Costs for disposing of horses are high. Euthanasia is $250 - $500 depending on the size of the horse and whether it's an emergency or scheduled call.

Disposal of the horse is even higher-- IF you live somewhere where it's legal to bury a horse (and in much of the country, it's illegal) you're either looking at a few long days with a shovel or hiring someone with a backhoe for $500. More if it's winter and the ground is frozen.

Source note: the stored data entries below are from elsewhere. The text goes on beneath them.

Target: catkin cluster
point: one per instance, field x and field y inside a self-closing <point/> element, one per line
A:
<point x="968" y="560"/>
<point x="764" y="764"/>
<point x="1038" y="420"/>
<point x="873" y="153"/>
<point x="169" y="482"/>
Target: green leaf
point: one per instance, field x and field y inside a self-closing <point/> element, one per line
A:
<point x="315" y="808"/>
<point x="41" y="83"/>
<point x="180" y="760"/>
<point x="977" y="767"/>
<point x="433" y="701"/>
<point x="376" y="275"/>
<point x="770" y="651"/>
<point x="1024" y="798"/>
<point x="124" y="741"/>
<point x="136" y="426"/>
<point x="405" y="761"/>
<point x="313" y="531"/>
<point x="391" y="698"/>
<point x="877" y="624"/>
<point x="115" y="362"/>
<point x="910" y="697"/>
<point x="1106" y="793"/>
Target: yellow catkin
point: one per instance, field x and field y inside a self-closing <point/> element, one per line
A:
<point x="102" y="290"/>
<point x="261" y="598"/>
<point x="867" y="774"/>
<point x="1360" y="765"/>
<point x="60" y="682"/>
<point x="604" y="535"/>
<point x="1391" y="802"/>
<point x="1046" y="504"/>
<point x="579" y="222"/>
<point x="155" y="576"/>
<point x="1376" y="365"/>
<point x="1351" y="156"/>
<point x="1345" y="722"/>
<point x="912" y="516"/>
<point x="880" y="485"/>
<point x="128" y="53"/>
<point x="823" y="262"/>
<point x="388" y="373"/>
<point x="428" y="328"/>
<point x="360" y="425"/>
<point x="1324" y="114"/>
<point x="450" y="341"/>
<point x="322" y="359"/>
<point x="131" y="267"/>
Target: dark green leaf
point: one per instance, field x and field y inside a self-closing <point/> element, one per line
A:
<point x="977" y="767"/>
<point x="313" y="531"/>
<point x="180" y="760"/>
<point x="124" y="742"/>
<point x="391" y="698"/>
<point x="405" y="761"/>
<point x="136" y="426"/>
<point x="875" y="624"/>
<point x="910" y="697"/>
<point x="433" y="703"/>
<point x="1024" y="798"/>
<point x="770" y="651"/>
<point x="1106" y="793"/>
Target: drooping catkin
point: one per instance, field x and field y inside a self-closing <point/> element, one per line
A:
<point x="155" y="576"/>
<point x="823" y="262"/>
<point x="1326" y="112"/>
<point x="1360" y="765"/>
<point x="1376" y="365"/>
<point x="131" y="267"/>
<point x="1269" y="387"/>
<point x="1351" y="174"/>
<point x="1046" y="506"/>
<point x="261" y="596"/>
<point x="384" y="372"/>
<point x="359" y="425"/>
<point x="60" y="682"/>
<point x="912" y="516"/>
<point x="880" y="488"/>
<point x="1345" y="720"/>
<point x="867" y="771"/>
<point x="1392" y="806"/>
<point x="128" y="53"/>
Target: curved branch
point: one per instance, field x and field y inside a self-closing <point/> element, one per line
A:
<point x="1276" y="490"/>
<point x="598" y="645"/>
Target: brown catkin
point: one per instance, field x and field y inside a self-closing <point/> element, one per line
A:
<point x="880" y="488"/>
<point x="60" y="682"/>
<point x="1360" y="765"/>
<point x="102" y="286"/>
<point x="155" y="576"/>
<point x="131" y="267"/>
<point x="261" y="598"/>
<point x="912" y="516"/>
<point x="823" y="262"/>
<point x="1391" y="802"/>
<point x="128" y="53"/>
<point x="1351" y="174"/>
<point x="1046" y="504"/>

Or you pay the rendering truck to come get the animal. Again, expensive, and if it's not sitting at the end of your driveway by the road, charges go up astronomically, so for this option, you either need to euthanize or shoot the animal right next to the road, or have access to a tractor to get it up there. 

Horses can't go to the dump here. It's also illegal to bury them because they are classified as livestock, and there is a law against it to keep the cattle and hog producers from burying large amounts of animals and polluting the groundwater. So if you can do it surreptitiously, nobody is going to care about you burying one horse, but you'd better have a backhoe operator who will keep quiet, and shoot the horse yourself or most vet clinics will call the rendering truck for you (also required in some areas). If you have a vet who will put the horse down next to the hole you dug 'for burying farm junk' you're blessed. 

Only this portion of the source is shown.